Our apartment smells like mustard. I have no idea why.
We didn’t notice it the day we took the tour, but when we picked up the keys and the place was all ours, as we walked through taking measurements and marvelling at the huge number of closets, I asked Alan, “Does it smell like mustard to you?”
“Yeah,” he said. “And not the good kind.”
Nope. It smells like the brilliant yellow ball-park mustard that we never actually buy.
“What do you suppose is causing it?” I asked.
“No idea. But once we’re in and all our stuff is here, it’ll fade.”
It wasn’t an unpleasant smell, not like the stale cigar and old pipe smell that drifted up from the basement in our old place. It’s just a bit odd.
Once we’d moved all our stuff in and started cooking yummy things, we’d come in from running errands and take a sniff.
“Still smells like mustard….”
It dissipated over the summer with several months of having all the windows open, but once the cooler weather hit and we closed everything up, the smell was back. It might always be here.
We’re getting used to it. And the cravings for hot pretzels that arise every time we walk in the door.
Since we sold the house and moved here, I’ve been frustrated that we couldn’t compost. I hate to see the garbage going out from here, knowing that if we were in a house we’d be composting. But I thought the only way to compost in an apartment was with worms and I didn’t really like the thought of that. What if I did it wrong and they all died? Where would we even put a vermicomposter anyway?

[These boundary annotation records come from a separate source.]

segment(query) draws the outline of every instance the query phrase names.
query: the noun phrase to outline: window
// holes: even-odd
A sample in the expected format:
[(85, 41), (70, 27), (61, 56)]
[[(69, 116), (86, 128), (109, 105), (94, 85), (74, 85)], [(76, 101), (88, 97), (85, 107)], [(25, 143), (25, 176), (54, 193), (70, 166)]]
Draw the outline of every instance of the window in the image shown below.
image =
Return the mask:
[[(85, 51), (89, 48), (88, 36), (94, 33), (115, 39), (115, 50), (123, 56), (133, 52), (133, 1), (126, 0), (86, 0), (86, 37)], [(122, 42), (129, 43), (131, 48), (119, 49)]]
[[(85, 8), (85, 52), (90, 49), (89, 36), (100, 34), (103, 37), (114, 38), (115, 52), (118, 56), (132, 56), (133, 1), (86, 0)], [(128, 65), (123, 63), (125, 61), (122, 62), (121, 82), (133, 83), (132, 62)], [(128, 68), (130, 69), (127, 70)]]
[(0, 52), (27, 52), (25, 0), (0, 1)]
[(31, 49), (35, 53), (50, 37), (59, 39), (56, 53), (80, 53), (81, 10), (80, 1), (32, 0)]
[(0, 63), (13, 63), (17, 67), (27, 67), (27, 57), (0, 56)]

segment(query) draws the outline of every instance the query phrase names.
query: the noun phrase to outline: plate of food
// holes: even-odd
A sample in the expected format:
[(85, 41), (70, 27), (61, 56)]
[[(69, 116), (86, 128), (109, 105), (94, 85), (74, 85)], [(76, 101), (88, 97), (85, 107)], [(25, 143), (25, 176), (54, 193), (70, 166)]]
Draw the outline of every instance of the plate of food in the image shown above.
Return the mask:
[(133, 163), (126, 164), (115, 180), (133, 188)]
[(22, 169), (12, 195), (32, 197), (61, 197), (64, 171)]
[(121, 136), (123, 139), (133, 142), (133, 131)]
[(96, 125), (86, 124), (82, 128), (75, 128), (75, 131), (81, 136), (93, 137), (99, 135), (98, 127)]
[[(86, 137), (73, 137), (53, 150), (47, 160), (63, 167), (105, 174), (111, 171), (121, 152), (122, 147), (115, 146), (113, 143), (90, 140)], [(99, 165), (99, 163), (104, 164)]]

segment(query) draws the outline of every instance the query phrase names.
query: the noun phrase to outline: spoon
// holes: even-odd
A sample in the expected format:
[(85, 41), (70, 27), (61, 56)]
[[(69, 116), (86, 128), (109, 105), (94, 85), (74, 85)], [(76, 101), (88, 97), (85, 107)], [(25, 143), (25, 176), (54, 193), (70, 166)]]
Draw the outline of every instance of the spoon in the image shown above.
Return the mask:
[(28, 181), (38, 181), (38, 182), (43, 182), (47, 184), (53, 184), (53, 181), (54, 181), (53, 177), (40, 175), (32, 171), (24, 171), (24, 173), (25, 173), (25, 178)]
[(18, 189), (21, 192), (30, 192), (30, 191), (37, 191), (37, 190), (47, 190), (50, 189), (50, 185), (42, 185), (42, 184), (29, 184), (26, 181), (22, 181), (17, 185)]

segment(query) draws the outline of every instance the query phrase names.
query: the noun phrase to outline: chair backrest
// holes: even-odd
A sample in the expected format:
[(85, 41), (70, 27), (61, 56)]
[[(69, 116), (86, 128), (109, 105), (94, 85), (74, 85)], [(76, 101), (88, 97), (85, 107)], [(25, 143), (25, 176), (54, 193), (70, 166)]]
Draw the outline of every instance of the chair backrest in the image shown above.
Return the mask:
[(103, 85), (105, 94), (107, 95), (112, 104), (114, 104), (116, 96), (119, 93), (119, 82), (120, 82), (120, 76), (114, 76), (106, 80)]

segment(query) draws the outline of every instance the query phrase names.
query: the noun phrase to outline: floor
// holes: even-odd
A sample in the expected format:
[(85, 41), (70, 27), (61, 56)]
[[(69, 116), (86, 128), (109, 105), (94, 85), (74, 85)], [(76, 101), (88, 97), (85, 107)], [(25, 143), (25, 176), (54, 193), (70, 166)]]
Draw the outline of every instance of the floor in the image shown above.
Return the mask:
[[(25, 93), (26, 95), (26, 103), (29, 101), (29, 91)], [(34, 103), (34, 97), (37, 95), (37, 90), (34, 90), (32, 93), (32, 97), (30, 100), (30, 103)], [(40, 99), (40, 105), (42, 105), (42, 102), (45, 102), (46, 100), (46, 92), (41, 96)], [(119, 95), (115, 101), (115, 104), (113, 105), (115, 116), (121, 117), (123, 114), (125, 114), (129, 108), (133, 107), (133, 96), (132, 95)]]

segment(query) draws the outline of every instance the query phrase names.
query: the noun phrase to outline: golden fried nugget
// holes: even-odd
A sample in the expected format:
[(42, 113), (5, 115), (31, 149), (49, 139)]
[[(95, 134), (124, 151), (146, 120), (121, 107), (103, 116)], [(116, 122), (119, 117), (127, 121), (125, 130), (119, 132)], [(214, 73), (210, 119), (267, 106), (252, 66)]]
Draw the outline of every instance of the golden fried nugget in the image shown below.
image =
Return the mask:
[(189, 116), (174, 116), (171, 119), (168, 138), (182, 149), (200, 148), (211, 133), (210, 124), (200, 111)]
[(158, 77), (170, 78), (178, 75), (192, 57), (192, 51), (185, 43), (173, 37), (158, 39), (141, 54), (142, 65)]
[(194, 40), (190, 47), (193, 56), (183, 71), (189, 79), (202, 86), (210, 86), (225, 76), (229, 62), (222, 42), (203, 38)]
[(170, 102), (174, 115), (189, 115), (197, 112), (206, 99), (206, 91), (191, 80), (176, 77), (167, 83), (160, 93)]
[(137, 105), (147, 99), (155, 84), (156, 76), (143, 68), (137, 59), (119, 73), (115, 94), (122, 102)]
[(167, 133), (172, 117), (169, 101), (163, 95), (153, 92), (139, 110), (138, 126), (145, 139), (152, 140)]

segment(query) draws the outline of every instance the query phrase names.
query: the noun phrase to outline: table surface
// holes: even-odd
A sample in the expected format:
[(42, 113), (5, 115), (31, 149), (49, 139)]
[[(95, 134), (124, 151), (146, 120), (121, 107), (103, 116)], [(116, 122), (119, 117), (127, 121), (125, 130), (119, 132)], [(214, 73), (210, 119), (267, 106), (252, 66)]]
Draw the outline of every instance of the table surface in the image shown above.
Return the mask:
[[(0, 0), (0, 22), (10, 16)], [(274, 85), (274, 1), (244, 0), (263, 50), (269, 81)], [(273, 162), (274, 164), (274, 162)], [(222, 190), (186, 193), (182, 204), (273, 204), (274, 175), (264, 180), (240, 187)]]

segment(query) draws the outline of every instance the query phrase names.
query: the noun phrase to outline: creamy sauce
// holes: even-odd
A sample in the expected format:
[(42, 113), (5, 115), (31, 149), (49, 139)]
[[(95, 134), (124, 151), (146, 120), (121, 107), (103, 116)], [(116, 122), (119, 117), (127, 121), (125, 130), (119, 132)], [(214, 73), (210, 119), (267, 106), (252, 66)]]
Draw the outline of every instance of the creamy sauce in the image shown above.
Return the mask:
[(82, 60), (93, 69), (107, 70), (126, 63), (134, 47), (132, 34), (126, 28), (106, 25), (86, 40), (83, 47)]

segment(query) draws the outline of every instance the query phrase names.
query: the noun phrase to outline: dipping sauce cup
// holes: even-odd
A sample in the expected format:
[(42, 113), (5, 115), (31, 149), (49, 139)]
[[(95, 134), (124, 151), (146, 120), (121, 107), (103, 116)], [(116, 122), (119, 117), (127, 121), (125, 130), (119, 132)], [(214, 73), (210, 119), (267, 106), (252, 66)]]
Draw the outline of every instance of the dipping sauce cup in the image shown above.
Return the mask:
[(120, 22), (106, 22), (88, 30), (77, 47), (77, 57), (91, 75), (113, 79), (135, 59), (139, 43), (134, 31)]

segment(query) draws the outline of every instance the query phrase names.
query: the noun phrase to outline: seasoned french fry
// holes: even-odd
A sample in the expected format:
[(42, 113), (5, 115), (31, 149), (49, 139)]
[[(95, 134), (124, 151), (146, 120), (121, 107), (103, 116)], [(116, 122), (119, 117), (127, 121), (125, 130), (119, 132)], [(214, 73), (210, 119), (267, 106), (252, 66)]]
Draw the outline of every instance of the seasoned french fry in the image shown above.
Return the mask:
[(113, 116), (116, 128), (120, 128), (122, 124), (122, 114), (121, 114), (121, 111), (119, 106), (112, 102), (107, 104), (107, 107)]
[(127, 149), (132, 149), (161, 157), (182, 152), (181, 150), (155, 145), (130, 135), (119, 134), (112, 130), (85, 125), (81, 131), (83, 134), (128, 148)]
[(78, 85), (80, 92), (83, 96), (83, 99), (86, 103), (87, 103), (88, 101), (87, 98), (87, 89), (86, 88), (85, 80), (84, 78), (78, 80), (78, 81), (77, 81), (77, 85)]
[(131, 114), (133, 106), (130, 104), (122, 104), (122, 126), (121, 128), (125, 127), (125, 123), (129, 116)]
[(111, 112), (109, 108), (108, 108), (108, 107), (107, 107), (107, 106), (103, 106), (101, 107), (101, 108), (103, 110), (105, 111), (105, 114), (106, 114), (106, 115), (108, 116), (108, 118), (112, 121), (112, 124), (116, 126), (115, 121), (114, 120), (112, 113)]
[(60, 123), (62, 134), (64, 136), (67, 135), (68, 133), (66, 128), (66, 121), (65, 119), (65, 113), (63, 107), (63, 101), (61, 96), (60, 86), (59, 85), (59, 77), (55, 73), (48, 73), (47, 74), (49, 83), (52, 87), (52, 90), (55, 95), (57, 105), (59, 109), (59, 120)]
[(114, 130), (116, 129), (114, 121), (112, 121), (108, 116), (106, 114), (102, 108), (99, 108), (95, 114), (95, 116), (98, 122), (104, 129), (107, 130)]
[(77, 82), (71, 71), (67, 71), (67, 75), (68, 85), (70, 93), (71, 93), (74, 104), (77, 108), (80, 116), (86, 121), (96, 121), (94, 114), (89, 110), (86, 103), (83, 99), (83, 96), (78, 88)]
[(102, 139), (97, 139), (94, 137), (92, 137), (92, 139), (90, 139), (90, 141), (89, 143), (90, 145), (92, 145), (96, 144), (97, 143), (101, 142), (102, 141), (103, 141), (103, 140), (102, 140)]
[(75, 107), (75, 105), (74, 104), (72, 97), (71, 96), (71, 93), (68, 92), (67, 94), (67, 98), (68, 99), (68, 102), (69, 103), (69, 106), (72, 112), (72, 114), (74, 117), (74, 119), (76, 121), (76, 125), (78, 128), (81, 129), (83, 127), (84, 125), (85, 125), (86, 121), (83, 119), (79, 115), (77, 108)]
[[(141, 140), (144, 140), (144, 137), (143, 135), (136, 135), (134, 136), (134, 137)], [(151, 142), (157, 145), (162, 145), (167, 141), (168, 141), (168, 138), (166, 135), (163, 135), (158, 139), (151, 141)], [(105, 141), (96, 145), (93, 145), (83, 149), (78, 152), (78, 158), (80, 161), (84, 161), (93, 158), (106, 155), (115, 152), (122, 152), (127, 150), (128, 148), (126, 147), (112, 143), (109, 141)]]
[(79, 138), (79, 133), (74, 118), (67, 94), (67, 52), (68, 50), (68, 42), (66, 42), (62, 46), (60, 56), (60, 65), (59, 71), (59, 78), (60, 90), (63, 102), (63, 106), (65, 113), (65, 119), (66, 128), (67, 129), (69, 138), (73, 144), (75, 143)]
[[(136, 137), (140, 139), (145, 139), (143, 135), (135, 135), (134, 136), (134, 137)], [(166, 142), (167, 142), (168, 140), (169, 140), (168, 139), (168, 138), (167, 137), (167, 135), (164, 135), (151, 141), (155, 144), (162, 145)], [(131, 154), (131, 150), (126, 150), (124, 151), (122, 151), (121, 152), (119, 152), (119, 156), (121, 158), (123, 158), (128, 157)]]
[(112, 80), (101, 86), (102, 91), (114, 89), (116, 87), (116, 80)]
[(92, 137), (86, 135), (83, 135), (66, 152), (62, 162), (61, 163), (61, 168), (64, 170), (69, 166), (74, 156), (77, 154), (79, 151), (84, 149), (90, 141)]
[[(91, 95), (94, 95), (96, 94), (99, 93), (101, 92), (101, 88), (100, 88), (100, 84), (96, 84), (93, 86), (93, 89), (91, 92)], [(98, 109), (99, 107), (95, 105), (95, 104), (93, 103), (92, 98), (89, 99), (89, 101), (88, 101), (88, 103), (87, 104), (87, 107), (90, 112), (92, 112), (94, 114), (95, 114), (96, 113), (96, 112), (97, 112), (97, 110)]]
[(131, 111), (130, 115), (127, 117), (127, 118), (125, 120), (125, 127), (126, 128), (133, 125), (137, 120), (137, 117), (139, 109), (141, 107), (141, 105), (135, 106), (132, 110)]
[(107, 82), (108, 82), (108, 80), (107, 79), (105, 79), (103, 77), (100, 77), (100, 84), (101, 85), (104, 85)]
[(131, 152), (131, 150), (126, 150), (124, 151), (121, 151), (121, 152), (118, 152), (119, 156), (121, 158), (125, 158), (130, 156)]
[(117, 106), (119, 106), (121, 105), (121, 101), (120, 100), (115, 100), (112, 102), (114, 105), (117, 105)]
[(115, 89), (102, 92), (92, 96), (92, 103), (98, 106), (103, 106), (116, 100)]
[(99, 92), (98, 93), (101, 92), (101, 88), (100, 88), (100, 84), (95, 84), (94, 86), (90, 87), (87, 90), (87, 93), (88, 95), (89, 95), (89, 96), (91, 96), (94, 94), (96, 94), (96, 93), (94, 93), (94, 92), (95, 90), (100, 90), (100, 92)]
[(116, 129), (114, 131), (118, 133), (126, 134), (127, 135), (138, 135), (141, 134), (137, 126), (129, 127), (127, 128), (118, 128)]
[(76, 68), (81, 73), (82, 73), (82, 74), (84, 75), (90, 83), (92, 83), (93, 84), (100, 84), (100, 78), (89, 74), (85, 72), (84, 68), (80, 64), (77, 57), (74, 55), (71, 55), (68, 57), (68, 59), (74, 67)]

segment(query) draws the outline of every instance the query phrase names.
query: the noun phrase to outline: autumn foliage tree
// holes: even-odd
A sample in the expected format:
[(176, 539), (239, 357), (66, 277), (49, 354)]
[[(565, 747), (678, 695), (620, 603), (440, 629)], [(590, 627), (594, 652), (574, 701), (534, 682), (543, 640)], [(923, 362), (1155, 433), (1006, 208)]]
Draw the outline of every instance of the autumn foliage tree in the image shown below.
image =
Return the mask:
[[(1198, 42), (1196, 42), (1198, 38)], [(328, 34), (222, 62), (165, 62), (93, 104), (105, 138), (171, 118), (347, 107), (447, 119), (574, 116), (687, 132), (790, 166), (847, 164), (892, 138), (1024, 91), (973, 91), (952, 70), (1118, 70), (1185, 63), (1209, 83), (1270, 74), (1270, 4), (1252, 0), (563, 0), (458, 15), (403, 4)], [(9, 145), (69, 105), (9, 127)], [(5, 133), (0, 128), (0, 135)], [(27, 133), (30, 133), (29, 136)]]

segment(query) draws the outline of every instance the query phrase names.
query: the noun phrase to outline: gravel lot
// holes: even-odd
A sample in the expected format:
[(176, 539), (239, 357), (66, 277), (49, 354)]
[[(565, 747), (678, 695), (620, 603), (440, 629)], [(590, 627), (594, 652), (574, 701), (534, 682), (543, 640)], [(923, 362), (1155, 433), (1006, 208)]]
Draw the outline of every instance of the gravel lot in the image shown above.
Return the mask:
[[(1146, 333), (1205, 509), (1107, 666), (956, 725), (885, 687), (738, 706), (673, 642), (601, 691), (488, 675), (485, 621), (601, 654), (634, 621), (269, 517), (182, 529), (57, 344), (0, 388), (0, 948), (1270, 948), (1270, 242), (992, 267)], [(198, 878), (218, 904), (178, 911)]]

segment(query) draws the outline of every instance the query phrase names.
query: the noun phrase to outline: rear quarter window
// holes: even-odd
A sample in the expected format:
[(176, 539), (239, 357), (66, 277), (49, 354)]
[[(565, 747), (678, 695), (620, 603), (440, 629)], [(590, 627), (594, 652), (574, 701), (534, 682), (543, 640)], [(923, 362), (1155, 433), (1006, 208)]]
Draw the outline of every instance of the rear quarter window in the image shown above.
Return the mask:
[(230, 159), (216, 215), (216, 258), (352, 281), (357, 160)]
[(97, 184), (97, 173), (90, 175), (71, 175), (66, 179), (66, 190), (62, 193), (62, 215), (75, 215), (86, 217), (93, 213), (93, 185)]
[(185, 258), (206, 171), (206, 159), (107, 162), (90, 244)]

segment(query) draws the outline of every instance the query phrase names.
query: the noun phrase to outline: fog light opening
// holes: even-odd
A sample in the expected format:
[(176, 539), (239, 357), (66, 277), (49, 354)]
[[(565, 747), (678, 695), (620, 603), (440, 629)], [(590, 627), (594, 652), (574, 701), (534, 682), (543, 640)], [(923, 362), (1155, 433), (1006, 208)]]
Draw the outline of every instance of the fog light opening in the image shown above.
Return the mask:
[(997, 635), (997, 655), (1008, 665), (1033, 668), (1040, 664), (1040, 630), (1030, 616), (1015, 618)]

But I finally did a bit of research and found out that you don’t actually need worms to compost indoors. And isn’t there a lesson in that part alone? Do the research to verify or disprove your assumptions. Because if I had done that when we got here, I’d have a year of indoor composting behind me instead of a mountain of bags of garbage.
You need a container and a bit of dirt. You need to be careful not to let the mixture get too wet. And it works better if you cut everything up really small before you put it in the composter.
So we’re experimenting with an old stockpot with an ill-fitting lid (for the air circulation). The potting soil from a dead plant went in, along with a bunch of used coffee grounds. These help to keep it from getting too damp and help to quell any odours that may arise.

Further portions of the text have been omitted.